China has begun operations of what the source describes as the world’s first undersea data center directly powered by offshore wind. The Shanghai Lingang undersea data center demonstration project, built by a subsidiary of China Communications Construction, officially entered operation in May in waters off China’s eastern coast.
The project is located about 10 kilometers (approx. 6.2 miles) offshore in Shanghai’s Lingang area and has a planned capacity of 24 megawatts (approx. 81.9 million BTU/h). According to the source, this is enough to power roughly 20,000 households.
Developers call the core design a “direct offshore wind connection” model. Electricity generated by offshore wind farms is transmitted directly to submerged data modules through subsea photoelectric composite cables, bypassing traditional grid-routing systems.
The system uses seawater as a natural cooling source through a circulating copper-pipe heat exchange design. The source states that this reduces electricity consumption by 22.8 percent, eliminates freshwater use entirely and cuts land usage by more than 90 percent.
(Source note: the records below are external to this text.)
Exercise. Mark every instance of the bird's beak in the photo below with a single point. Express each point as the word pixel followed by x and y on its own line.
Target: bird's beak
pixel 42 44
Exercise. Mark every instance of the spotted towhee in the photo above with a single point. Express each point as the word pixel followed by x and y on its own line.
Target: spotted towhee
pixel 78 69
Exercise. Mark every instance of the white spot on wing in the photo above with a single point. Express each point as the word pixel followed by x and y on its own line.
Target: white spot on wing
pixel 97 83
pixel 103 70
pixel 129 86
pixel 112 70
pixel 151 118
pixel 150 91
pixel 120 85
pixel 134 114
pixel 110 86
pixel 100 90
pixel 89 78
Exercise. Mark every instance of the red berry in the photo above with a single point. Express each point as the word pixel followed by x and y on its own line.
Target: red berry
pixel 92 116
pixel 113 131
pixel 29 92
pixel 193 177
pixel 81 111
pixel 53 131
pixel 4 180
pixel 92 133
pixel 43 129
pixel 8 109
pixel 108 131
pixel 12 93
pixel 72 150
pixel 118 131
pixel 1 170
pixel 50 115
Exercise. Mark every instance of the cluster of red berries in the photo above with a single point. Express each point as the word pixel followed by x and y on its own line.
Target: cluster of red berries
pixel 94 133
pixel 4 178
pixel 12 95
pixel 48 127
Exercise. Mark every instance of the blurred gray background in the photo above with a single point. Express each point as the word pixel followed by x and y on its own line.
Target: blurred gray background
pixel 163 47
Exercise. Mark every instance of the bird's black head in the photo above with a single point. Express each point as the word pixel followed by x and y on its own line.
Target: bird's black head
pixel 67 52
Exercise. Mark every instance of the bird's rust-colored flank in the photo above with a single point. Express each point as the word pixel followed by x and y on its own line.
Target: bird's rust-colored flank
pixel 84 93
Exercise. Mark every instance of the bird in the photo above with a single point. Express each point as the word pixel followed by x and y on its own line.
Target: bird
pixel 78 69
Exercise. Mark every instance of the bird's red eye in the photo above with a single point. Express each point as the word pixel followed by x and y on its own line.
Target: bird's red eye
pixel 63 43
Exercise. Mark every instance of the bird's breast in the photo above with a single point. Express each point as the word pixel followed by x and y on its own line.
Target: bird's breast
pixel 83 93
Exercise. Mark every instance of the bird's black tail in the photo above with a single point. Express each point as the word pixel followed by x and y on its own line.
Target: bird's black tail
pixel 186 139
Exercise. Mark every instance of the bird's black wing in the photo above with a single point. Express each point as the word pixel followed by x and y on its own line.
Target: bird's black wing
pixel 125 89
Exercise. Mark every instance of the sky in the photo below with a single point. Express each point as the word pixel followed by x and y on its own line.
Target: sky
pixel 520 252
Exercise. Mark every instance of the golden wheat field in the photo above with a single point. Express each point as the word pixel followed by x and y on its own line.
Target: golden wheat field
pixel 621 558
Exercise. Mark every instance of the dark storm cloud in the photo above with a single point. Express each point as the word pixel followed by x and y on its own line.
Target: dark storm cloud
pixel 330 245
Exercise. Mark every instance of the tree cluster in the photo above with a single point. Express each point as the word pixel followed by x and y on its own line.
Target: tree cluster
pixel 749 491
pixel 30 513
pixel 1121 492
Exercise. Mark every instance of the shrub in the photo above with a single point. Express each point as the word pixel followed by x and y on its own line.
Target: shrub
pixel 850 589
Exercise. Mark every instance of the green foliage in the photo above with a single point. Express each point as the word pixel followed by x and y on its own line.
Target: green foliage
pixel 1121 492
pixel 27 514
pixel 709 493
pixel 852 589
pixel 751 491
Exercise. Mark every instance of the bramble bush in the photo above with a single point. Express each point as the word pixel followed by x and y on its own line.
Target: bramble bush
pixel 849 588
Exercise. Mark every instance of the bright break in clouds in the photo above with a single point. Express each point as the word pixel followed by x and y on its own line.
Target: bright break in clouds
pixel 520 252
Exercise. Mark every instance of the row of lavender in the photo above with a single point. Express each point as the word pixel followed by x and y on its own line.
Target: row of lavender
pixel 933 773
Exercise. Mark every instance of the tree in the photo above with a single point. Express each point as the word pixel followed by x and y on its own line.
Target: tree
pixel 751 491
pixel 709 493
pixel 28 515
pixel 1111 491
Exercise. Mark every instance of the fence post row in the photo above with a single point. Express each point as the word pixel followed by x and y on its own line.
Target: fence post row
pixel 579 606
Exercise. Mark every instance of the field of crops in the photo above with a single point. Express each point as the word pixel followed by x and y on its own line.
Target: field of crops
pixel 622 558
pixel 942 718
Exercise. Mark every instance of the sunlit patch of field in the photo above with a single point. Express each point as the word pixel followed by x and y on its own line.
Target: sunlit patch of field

Tsinghua University Professor Li Zhen said conventional data centers typically use about one-third of their total electricity consumption on cooling systems. “For an undersea data center of the same scale, the electricity used for cooling would only account for about one-tenth of total power consumption,” Li said.
China’s data centers currently consume around 250 billion kilowatt-hours of electricity annually, Li said, with roughly 80 billion kWh used for environmental cooling. “If data centers of the same scale were placed underwater, even allowing extra margins, cooling consumption could fall to around 30 billion kWh,” Li said. “That would save about 50 billion kWh of electricity each year.”